Oct. 2, 2003 DURHAM, N.C. -- By disrupting the activity of a single heart protein, Duke University Medical Center researchers eased heart failure significantly in mice with chronic high blood pressure. The finding provides new insight into the root causes of the progressive decline in cardiac function that is heart failure and suggests a novel method to prevent the deterioration.
"Despite newer therapies to treat heart failure, patient mortality rates remain high, indicating a need for novel treatment strategies that complement current methods," said Howard Rockman, M.D., professor of medicine and senior author of the study. "The current study elucidates a key cellular mechanism that underlies heart failure and identifies a promising new method for stalling the progression of the disease."
The team reports its findings in the October 2003 issue of The Journal of Clinical Investigation. The research was funded by the National Institutes of Health, the Burroughs Wellcome Fund and the Stanley J. Sarnoff Endowment for Cardiovascular Science.
The researchers studied beta-adrenergic receptors on the surface of heart cells, which modify the activity of the heart in response to the hormone adrenaline.

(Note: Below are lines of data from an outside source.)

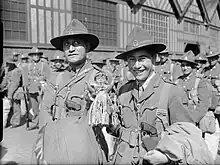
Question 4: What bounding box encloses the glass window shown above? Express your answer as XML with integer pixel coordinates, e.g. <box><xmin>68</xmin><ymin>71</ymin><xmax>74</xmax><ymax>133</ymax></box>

<box><xmin>0</xmin><ymin>0</ymin><xmax>27</xmax><ymax>41</ymax></box>
<box><xmin>142</xmin><ymin>9</ymin><xmax>168</xmax><ymax>44</ymax></box>
<box><xmin>72</xmin><ymin>0</ymin><xmax>117</xmax><ymax>46</ymax></box>
<box><xmin>183</xmin><ymin>20</ymin><xmax>200</xmax><ymax>34</ymax></box>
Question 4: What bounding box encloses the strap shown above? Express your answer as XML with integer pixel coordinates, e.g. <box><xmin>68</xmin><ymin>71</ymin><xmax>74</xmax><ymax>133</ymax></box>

<box><xmin>194</xmin><ymin>77</ymin><xmax>200</xmax><ymax>90</ymax></box>
<box><xmin>57</xmin><ymin>67</ymin><xmax>93</xmax><ymax>94</ymax></box>
<box><xmin>156</xmin><ymin>83</ymin><xmax>172</xmax><ymax>136</ymax></box>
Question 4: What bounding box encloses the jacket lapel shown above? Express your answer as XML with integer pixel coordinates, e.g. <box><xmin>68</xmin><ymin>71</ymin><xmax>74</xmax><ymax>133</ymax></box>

<box><xmin>139</xmin><ymin>75</ymin><xmax>160</xmax><ymax>102</ymax></box>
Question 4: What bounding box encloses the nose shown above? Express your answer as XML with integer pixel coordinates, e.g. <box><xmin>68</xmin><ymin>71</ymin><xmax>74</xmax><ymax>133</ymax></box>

<box><xmin>69</xmin><ymin>45</ymin><xmax>75</xmax><ymax>52</ymax></box>
<box><xmin>134</xmin><ymin>60</ymin><xmax>141</xmax><ymax>69</ymax></box>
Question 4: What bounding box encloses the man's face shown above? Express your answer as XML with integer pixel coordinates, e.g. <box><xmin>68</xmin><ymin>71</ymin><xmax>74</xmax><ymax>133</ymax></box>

<box><xmin>181</xmin><ymin>62</ymin><xmax>193</xmax><ymax>75</ymax></box>
<box><xmin>208</xmin><ymin>56</ymin><xmax>219</xmax><ymax>66</ymax></box>
<box><xmin>21</xmin><ymin>58</ymin><xmax>28</xmax><ymax>63</ymax></box>
<box><xmin>63</xmin><ymin>38</ymin><xmax>88</xmax><ymax>64</ymax></box>
<box><xmin>54</xmin><ymin>60</ymin><xmax>63</xmax><ymax>69</ymax></box>
<box><xmin>127</xmin><ymin>50</ymin><xmax>156</xmax><ymax>81</ymax></box>
<box><xmin>32</xmin><ymin>54</ymin><xmax>40</xmax><ymax>62</ymax></box>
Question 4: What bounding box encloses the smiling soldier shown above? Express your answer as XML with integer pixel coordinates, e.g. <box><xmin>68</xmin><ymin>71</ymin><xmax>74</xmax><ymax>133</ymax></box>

<box><xmin>107</xmin><ymin>27</ymin><xmax>213</xmax><ymax>164</ymax></box>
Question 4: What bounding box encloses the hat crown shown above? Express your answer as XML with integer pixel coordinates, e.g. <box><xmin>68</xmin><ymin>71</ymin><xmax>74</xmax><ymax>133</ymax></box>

These receptors -- protein switches that nestle in the cell membrane -- control the heart's ability to pump blood to the tissues of the body in response to such environmental situations as exercise or stress.
In heart failure patients, chronic stress leads to an excess of adrenaline, thereby over-stimulating beta-adrenergic receptors, a process that results in receptor desensitization and loss, Rockman said. Cardiologists have long debated whether the loss of beta-adrenergic receptors characteristic of heart failure protects the heart or whether it contributes to the disease, he added.
Earlier work conducted by Rockman's team identified a protein enzyme, called PI3Kgamma, which is required for the internalization and recycling of beta-adrenergic receptors on heart cells. Disrupting the function of PI3Kgamma preserves beta-adrenergic receptors on heart cells when they are chronically exposed to adrenaline, Rockman said.
However, whether the manipulation would maintain heart receptors in a living animal was unclear, as were the consequences of such an intervention for the failing heart. "If we prevent beta-adrenergic receptors from being internalized, what happens to heart function? Is it better or worse?" Rockman asked.
In the new study, the researchers genetically manipulated mice to produce an inactive form of PI3Kgamma, which shut down the protein's ability to trigger beta-adrenergic receptor loss. Thus, in the genetically altered mice, beta-adrenergic receptors remained active when chronically exposed to an adrenaline-like chemical, while the receptors of normal mice exhibited a substantial loss of function as occurs in heart failure patients, they found.
Moreover, after three months of chronic pressure overload, mice with the inactive heart protein exhibited less than half the decline in heart function compared to mice with the active protein, the team reported. The mutant mice with high blood pressure also survived longer than normal mice with the same condition.
"Our study results show that an intervention that maintains functional beta-adrenergic receptors on the heart surface by disrupting PI3Kgamma activity leads to improved heart function, a result supporting the idea that the loss of receptors contributes to heart failure," Rockman said. "These findings identify a potential new target for heart drugs and may have important clinical implications."
The research team included Jeffrey Nienaber, M.D., a surgical fellow and primary author of the study, Hideo Tachibana, M.D., Sathyamangla Naga Prasad, Ph.D., and Lan Mao, M.D., all of Duke. Other participants include Giovanni Esposito, M.D., of Federico II University in Naples, Italy and Dianqing Wu, Ph.D., of the University of Connecticut Health Center in Farmington.